It was an invitation to participate in a class action lawsuit over something Apple did between 2001 and 2005.  I don’t really know or care what they were sued over, but Apple settled – and the cash is now available to be claimed.  Essentially, if you bought shares of Apple during that time you might be entitled to some portion of a settlement.  I did a search of my trading records, and sure enough – there it was.  I’d bought AAPL on 11 Oct 2005 and sold on 18 Oct 2005: a quick 4% gain.  However, as I reviewed more of the legal mumbo-jumbo, it became clear that my take on the lawsuit settlement would amount to $0.07 (estimated) per share.  Bottom line – not worth my time to even fill out the class action paperwork.  The 4% I made on the trade four years ago far exceeded any reimbursement that I would receive from this settlement.

The interesting thing was realizing that the price I paid for AAPL at that time was $50.59 per share.  Wow, wouldn’t it be nice to have kept those shares?  My unrealized gain today would be 646%!  That’s not really” go-crazy-retire-to-Fiji money”, but it’s well over 100% gain annualized…  Why did I sell at that time?  Probably a stop, could have been an itchy trigger finger with a desire to book gains – really I don’t remember.  When I look at the chart from 2005, it’s really a facepalm moment.

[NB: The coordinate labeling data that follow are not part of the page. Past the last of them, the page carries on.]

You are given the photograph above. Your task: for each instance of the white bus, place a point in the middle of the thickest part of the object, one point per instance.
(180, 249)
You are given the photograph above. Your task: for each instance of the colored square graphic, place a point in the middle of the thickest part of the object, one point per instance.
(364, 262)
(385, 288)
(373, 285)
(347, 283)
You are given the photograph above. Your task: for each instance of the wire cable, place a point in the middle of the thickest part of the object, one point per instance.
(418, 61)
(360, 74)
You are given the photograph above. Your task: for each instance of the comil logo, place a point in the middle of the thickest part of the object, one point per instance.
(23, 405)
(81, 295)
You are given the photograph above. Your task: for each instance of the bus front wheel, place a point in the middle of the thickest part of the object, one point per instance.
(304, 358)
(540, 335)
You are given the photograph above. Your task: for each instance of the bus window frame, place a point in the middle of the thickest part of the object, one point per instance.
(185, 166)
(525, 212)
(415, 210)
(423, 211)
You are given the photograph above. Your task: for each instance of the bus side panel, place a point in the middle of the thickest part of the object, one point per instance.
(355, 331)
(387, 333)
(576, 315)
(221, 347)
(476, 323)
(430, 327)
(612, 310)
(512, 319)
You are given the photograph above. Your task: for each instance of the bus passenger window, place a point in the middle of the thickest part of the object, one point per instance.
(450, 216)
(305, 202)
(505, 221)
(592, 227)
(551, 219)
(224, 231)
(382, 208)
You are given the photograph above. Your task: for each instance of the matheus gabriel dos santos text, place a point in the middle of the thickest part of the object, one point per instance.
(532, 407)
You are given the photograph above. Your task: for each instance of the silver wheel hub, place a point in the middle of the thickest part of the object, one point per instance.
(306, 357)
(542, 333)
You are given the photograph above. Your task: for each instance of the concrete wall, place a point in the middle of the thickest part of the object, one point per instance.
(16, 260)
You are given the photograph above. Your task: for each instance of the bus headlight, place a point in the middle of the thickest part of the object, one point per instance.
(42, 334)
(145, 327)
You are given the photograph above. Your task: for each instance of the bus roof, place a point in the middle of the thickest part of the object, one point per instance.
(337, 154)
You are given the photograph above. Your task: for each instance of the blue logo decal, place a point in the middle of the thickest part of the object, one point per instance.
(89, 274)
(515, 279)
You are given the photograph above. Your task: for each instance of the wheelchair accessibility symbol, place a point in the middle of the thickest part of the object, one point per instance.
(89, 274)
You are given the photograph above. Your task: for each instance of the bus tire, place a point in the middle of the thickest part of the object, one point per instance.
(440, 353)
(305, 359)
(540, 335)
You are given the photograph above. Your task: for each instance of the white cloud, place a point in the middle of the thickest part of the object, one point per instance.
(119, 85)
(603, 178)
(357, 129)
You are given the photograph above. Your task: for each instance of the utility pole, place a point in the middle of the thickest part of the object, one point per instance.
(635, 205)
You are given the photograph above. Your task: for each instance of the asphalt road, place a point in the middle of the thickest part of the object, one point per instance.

This has been an introspective moment over the weekend, as it’s caused me to question some of my approach to trading the markets.  I assess that I do above average at picking what to buy, and I’m usually pretty good on when to buy also – but my timing on when to sell has had some sucktastic moments.  I’ve experimented with putting trailing stops on everything – only to be whipsawed out of stocks that continued up-up-and-away.  I’ve bought uptrending stocks that then paused and/or retraced just after I buy  – so I sold (locking in a loss) only to find them explode upward the next week.  I’m starting to think that I need to slow down my timeline a little; step back from every wiggle of the chart and let my trading positions work for me.

I’ve believed for a long time that “buy and hold” is a steaming load of crap.  There are a plethora of market indicators that clearly show market trend, and it’s foolish to go long in a bear market or short in a bull market.  My favorite indicators for trend are the market breadth and bullish percents (which as of this writing still show a bull market).  These work well and consistently.  My issue seems to be finding my rhythm for when to take profits or cut losses, and I’m open to ideas on how to improve my game.  I don’t care to hear the Warren Buffet answer (who has said his time horizon is to never sell), but I feel there’s gotta be a better system for when to sell.

By the way – going back to the question of buy and hold AAPL from Oct 2005 – I don’t think that would have been a good idea at all.  There were a couple of clearly defined downtrends the first half of 2006 and most of 2008.  I think any reasonable trader wouldn’t sit on his hands through that bleeding.  Certainly I couldn’t have, considering the market breadth and bullish percents clearly showed defensive situations during that timeframe.  What do you think?